Le fait que les peuples de la périphérie, dont le nombre augmente progressivement en raison de l'exclusion du centre, se transforment en rébellion et poussent la périphérie à réagir, met également à l'ordre du jour le durcissement du centre. L'élection de Trump à la présidence des États-Unis, tout comme le fait que Trump ait réprimandé et chassé le président ukrainien Volodymyr Zelensky devant un spectacle médiatique intense, est une image claire de la pression exercée par le centre sur la périphérie. Il est clair que le vrai problème n'est pas que Zelensky soit venu au Bureau ovale dans des vêtements déguenillés, mais qu'il ait été un peu avare dans la cession de ses métaux précieux aux États-Unis.
Alors, pensez-vous que les dirigeants turcs prennent un seul instant en considération le fait que Zelensky ait été malmené par Trump ? Je ne le pense pas.

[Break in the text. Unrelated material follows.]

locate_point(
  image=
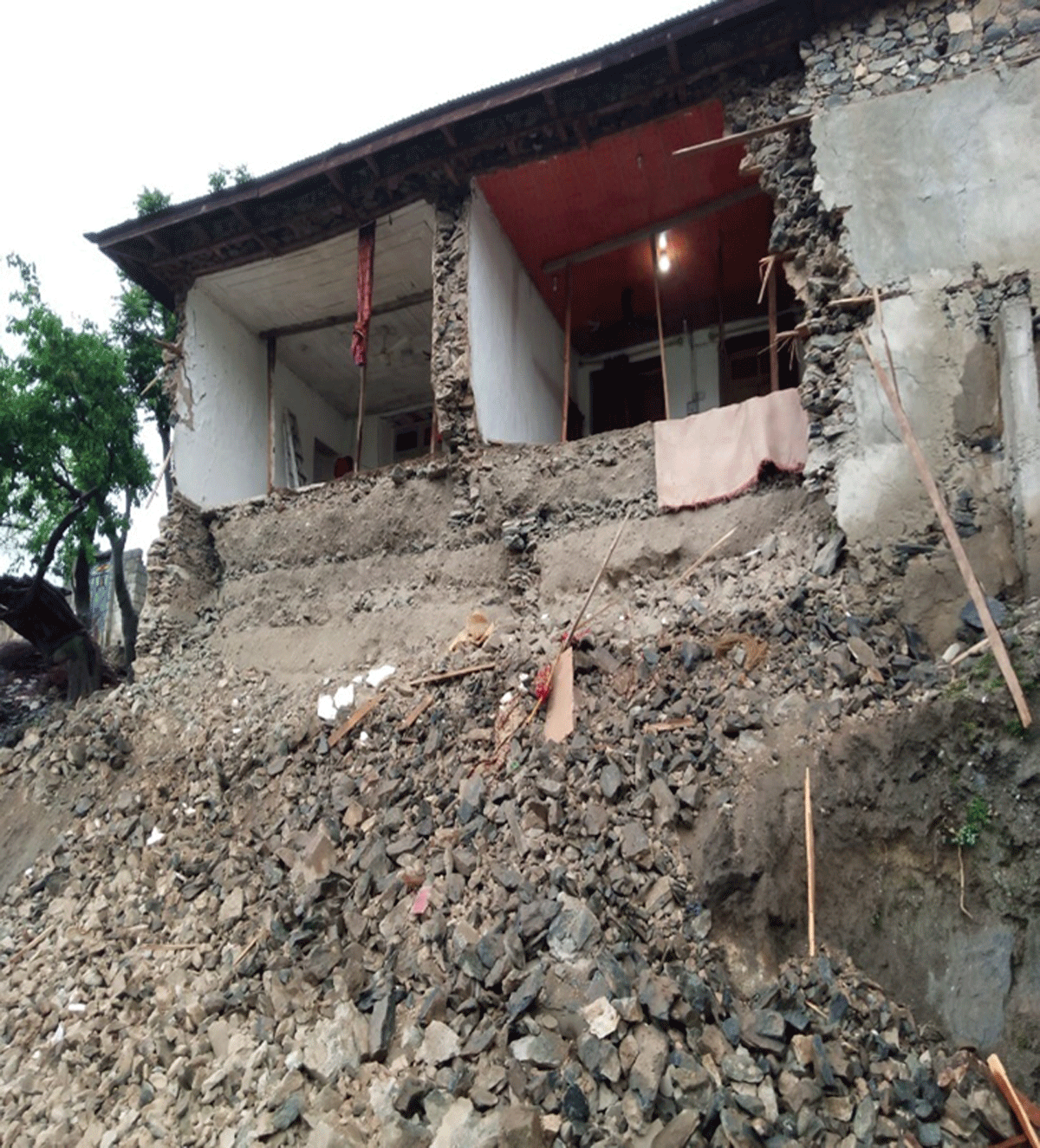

J'ai deux raisons sérieuses à cela. La première raison concerne la situation douloureuse où, selon les informations fournies par le ministre de l'Énergie et des Ressources naturelles, 593 permis de recherche minière ont été accordés à 118 entreprises étrangères et des projets d'exploitation ont été donnés pour 14 sites. De plus, comme on le voit clairement dans la pratique de l'entreprise canadienne, les forêts situées au-dessus des sites miniers sont également détruites. En bref, tant le sous-sol que la surface de la terre sont ouverts aux entreprises étrangères, ou plutôt comme une bouée de sauvetage pour l'économie centrale, et nos propres forces de sécurité assurent la garde de ce pillage d'une manière honteuse. En ce qui concerne la part que les pays centraux reçoivent des métaux précieux, selon les nouvelles, l'Ukraine est plus chanceuse que la Turquie, car il est indiqué que la moitié des minerais seront transformés et renvoyés en Ukraine sous forme d'aide. Le deuxième événement dont les politiciens ne peuvent tirer la moindre leçon des pratiques capitalistes est la pratique du partenariat public-privé et du « construire-exploiter-transférer » avec garantie de paiement, qui plonge aujourd'hui notre économie dans une crise profonde et entraîne notre peuple dans la pauvreté. Qu'il s'agisse de la saisie des mines ou d'un partenariat économique ou d'une coopération, tout l'objectif est le transfert de ressources de la périphérie vers le centre ; en d'autres termes, c'est l'application d'une barbarie sous gant de velours du centre vers la périphérie !
Comme toujours, le salut des peuples dans ce processus repose sur l'organisation et la solidarité que les travailleurs, les chômeurs ou ceux qui perçoivent de bas salaires basés sur l'exploitation créeront par l'unité et la solidarité autour de leurs propres problèmes, et sur le fait qu'ils prendront l'initiative dans le salut des peuples.